Ask HN: How did you get your first management experience? - druml

Many of management jobs require the candidates to have some experience of managing projects and teams. But how do people get their first management experience? I have heard people with no technical experience got their first engineering jobs by doing MOOCs and practicing coding in spare time, but this approach doesn&#x27;t seem to be applicable for management.
======
brudgers
There are formal definitions of "project manager", and in an industry like
architecture/engineering/construction the formal definition is typically a
person who supervises architects, engineers and construction superintendents.
But the joke used to be that in a lot of companies it can mean a CAD jockey
with a telephone [this is in the days before everybody had a cell phone and
email]. I even heard one person tell someone they were a project manager
because they managed theirself. Having just met a fresh CS graduate whose
first job is Senior IT Analyst, I think some things never change.

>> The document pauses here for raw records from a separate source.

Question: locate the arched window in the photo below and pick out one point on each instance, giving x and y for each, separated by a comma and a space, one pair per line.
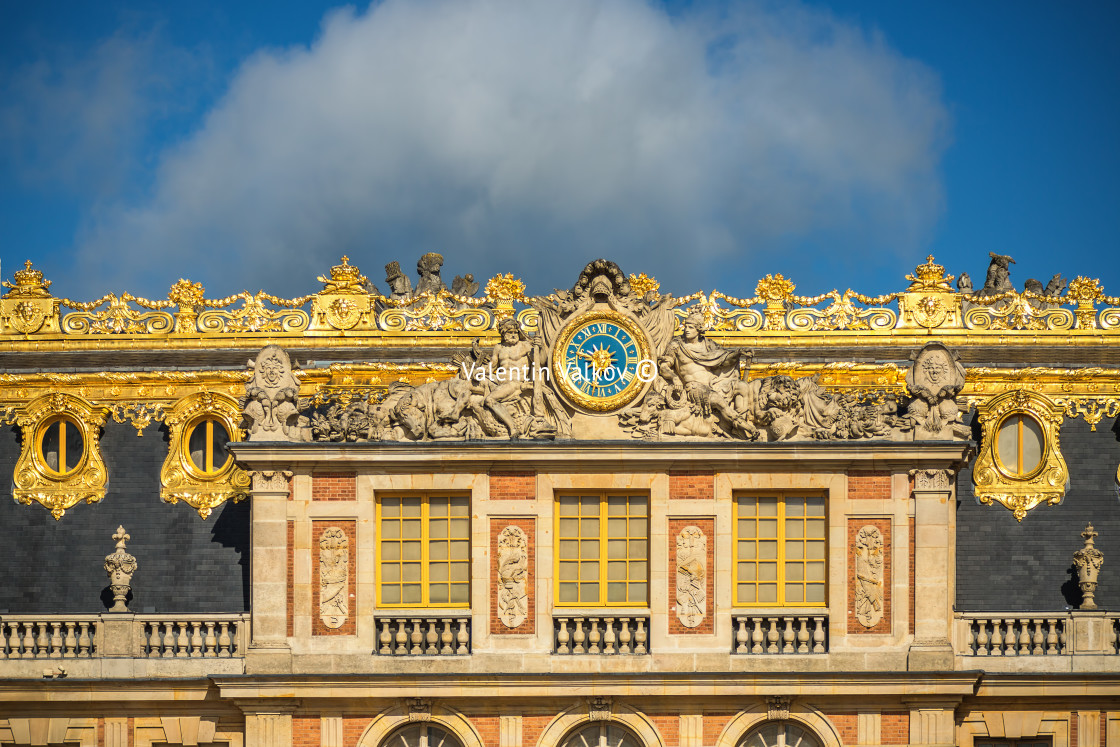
61, 446
421, 735
780, 734
206, 439
602, 734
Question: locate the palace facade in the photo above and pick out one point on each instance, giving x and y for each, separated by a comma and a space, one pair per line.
607, 516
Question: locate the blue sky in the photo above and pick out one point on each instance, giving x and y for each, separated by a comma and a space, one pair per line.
250, 145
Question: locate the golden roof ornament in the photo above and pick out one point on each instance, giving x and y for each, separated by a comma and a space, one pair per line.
930, 277
344, 279
29, 283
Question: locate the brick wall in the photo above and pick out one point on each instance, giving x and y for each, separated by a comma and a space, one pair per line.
868, 485
528, 525
708, 526
895, 728
854, 526
334, 486
847, 726
305, 731
350, 530
691, 484
513, 486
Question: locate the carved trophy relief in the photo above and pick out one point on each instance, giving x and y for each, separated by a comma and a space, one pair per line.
691, 576
512, 572
868, 552
334, 577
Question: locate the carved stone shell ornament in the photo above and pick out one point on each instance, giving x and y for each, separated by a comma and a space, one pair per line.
334, 577
868, 551
512, 571
691, 576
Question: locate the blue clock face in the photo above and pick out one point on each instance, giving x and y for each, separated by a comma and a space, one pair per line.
599, 360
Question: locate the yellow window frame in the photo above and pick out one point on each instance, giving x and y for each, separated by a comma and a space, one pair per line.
603, 558
426, 560
781, 497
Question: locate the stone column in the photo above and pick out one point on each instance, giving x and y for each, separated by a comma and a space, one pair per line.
268, 722
269, 651
934, 571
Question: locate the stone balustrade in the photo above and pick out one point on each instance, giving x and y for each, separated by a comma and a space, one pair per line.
578, 634
145, 636
42, 636
178, 636
407, 635
781, 633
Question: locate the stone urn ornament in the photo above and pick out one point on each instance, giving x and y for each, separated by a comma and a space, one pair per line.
120, 566
1088, 560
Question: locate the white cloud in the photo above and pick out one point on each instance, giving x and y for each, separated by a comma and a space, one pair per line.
532, 136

Anyway, the way most people get involved in project management without title
inflation is by tackling increased responsibilities within their workplace.
This requires a boss who is willing to delegate and an employee who appears
capable of receiving delegated responsibility.

It's important to realize that managing is not supervising. Sometimes a single
person has these responsibilities overlap, but a managing people is orthogonal
to enforcing a company's HR policies except in so far as they relate to who
can be assigned which tasks, how many hours can be assigned, etc. To put it
another way, the supervisor cares what time you roll out of bed and into work.
A manager just cares about the results of your work (though those results may
include the effects on other members of the team).

Good luck.

------
helen842000
Leading smaller projects, training junior staff members, deputising for
existing managers & generally showing you are capable and aware of management
responsibilities even before you are in a managerial role.